In 1941, Childress joined the American Negro Theatre, an organization whose members included Abram Hill, Fred O’Neal, Hilda Simms, Clarice Taylor, Ruby Dee, Sidney Poitier, and others. While she earned high praises as an actor, particularly in ANT’s Broadway production of Anna Lucasta, Childress found herself exasperated by the absence of redeeming plots or characters. The scarcity of fulfilling roles spurred Childress to turn her hand to playwriting. Her first play, Florence (1949), was one of the last produced by the American Negro Theatre.
In 1950, Childress (along with some other former ANT members) joined the Committee for the Negro in the Arts (CNA). Under CNA auspices, Childress and Clarice Taylor started a theater at Club Baron, a Harlem nightclub. Childress’ second play, Just a Little Simple (an adaptation of stories by Langston Hughes) was produced there, as was her 1952 piece, Gold Through the Trees, a dramatic revue highlighting Africans throughout the Diaspora in different eras.
In 1955, Childress had her first full-length production with Trouble in Mind, which appeared off-Broadway at the Greenwich Mews Theater. A success with critics and audiences, the play was set for a Broadway run, but that was short-circuited when Childress refused the many changes demanded by prospective producers.
That experience was repeated with Childress’ next play, Wedding Band.

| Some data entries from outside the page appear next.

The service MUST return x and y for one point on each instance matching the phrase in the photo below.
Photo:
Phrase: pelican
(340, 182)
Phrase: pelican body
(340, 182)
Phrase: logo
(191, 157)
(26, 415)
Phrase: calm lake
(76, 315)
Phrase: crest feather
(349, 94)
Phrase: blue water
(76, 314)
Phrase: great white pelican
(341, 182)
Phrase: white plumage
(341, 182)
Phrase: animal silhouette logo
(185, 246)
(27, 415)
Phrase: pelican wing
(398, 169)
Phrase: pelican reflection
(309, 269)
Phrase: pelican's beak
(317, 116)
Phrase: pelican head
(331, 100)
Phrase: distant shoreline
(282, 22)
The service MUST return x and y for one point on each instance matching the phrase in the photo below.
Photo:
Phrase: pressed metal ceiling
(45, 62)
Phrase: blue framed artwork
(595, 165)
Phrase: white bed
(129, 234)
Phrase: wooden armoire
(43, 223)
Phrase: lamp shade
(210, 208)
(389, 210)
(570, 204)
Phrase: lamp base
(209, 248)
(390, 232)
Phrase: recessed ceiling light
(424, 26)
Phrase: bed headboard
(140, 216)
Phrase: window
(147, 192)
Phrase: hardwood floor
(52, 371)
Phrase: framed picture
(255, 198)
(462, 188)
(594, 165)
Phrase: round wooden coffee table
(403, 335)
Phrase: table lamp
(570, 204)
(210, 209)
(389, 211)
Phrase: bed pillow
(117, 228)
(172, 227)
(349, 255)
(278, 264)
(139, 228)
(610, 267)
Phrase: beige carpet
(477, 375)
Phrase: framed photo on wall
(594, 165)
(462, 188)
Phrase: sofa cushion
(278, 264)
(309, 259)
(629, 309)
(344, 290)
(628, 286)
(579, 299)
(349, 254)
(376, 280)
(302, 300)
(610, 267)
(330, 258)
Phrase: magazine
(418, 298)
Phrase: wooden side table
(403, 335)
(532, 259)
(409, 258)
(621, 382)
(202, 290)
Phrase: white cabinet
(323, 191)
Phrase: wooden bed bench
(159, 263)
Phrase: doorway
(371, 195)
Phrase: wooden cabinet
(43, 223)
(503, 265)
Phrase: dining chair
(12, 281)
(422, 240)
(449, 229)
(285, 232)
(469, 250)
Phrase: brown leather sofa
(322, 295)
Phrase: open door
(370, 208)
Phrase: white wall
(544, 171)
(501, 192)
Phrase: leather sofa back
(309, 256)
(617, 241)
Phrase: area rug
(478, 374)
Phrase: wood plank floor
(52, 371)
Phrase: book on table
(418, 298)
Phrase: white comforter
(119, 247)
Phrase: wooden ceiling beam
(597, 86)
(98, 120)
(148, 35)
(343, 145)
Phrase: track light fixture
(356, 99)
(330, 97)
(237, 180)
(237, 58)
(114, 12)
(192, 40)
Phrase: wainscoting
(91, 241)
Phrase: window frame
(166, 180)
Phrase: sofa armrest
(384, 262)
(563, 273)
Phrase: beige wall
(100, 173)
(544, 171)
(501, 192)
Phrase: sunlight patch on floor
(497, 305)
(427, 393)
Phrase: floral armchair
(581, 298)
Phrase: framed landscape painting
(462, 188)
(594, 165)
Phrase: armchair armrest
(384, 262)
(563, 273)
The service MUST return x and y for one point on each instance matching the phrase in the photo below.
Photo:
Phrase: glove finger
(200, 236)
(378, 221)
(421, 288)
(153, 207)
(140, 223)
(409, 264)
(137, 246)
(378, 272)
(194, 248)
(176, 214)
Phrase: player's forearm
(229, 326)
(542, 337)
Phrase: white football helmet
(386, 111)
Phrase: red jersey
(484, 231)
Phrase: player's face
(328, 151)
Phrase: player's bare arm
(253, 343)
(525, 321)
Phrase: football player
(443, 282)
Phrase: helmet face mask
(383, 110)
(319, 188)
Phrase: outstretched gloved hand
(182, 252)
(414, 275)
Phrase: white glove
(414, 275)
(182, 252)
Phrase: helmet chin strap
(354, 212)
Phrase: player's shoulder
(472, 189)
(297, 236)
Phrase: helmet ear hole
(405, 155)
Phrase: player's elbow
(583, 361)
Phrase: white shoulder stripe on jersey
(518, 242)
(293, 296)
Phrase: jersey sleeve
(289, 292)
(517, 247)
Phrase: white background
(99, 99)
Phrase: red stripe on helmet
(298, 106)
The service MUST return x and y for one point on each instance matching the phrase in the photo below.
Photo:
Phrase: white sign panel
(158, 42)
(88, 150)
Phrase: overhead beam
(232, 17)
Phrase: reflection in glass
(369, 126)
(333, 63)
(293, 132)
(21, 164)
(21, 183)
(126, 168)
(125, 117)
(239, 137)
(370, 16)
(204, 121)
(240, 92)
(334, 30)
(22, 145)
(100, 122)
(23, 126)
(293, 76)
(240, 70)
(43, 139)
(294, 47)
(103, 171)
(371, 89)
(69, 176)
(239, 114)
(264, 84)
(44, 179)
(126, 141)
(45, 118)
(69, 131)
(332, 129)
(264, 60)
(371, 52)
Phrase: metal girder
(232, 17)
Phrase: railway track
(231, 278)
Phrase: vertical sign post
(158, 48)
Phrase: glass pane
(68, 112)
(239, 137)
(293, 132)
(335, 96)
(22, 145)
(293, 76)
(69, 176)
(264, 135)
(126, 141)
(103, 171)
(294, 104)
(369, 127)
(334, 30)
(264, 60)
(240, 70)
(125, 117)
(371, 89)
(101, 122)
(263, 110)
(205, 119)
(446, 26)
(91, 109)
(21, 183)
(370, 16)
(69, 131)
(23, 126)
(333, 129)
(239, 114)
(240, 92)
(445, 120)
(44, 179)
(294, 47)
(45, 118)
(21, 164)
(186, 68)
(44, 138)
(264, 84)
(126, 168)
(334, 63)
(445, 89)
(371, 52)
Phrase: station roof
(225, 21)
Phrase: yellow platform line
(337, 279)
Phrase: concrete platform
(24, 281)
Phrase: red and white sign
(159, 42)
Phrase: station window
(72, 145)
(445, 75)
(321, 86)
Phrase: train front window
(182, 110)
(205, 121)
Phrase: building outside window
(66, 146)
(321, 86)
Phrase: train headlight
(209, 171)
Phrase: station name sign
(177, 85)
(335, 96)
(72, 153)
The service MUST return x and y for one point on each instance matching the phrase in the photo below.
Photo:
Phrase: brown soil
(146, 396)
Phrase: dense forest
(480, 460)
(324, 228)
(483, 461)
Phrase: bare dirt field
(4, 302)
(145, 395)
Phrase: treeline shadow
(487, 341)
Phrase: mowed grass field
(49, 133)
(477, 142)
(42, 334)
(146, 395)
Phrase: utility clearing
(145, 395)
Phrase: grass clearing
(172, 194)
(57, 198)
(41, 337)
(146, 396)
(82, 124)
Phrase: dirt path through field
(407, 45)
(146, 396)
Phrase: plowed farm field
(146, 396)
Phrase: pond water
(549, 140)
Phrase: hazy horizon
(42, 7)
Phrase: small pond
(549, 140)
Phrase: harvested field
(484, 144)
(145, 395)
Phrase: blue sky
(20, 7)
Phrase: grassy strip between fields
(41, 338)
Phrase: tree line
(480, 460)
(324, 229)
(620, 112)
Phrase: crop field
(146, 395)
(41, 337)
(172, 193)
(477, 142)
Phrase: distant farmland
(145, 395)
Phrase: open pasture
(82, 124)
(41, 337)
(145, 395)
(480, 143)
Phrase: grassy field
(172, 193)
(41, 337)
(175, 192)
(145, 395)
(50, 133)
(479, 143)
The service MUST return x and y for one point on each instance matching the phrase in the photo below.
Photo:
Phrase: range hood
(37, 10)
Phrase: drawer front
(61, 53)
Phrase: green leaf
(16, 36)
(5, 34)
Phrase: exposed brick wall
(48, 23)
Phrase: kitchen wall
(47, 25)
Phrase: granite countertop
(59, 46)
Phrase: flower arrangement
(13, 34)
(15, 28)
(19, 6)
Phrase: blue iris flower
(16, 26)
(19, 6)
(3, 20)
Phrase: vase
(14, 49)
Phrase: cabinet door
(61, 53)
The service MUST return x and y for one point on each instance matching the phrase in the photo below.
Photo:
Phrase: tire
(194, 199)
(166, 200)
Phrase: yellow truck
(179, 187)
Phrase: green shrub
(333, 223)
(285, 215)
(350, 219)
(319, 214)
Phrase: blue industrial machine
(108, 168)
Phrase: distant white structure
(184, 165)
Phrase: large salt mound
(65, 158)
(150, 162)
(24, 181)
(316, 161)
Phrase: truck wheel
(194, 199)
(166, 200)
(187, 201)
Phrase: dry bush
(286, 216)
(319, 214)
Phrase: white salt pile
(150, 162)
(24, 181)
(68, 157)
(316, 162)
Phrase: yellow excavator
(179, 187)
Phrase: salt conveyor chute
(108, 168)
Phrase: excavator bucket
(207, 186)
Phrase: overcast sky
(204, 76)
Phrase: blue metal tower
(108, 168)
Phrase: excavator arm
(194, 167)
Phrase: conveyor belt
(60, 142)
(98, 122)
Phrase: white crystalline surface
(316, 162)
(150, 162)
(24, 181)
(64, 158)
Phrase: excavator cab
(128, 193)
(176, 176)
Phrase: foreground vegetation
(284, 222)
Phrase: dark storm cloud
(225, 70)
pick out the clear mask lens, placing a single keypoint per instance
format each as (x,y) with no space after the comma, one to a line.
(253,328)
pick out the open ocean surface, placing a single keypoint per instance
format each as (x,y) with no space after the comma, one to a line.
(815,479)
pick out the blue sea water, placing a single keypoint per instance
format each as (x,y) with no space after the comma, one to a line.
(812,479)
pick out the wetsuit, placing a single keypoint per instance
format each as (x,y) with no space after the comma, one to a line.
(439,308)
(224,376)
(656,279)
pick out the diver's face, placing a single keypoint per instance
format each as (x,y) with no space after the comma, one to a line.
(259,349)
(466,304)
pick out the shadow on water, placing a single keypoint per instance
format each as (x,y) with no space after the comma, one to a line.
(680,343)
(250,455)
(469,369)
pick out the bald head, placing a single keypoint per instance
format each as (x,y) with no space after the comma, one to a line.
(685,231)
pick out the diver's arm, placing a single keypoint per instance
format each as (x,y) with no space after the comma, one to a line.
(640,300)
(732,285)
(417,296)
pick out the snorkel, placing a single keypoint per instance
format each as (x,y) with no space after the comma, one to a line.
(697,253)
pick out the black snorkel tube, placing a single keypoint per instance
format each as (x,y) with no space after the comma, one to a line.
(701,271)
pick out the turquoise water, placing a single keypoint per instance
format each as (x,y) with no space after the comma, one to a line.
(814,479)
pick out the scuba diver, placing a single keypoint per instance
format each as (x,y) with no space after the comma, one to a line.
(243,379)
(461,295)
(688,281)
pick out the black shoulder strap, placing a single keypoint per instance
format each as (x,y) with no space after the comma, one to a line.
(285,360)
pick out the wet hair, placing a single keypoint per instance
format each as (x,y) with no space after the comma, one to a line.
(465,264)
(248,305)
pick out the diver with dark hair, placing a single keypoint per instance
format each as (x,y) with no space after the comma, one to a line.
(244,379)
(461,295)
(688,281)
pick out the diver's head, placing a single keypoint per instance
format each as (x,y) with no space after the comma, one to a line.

After an initial reading at New Dramatists in 1963, the play was optioned for Broadway, with a scheduled opening for the following fall, but didn’t appear in New York until 1972, when it was produced by Joe Papp at the Public Theater. The play premiered in 1966 at the University of Michigan.
Along with her plays, Childress was a prolific writer of short stories and novels. She is perhaps best remembered for her young adult novel A Hero Ain’t Nothin’ but a Sandwich (1973), which she later adapted into a film starring Paul Winfield and Cicely Tyson. Her other plays include Wine in the Wilderness, Mojo, String, Sea Island Song (aka Gullah), and Moms.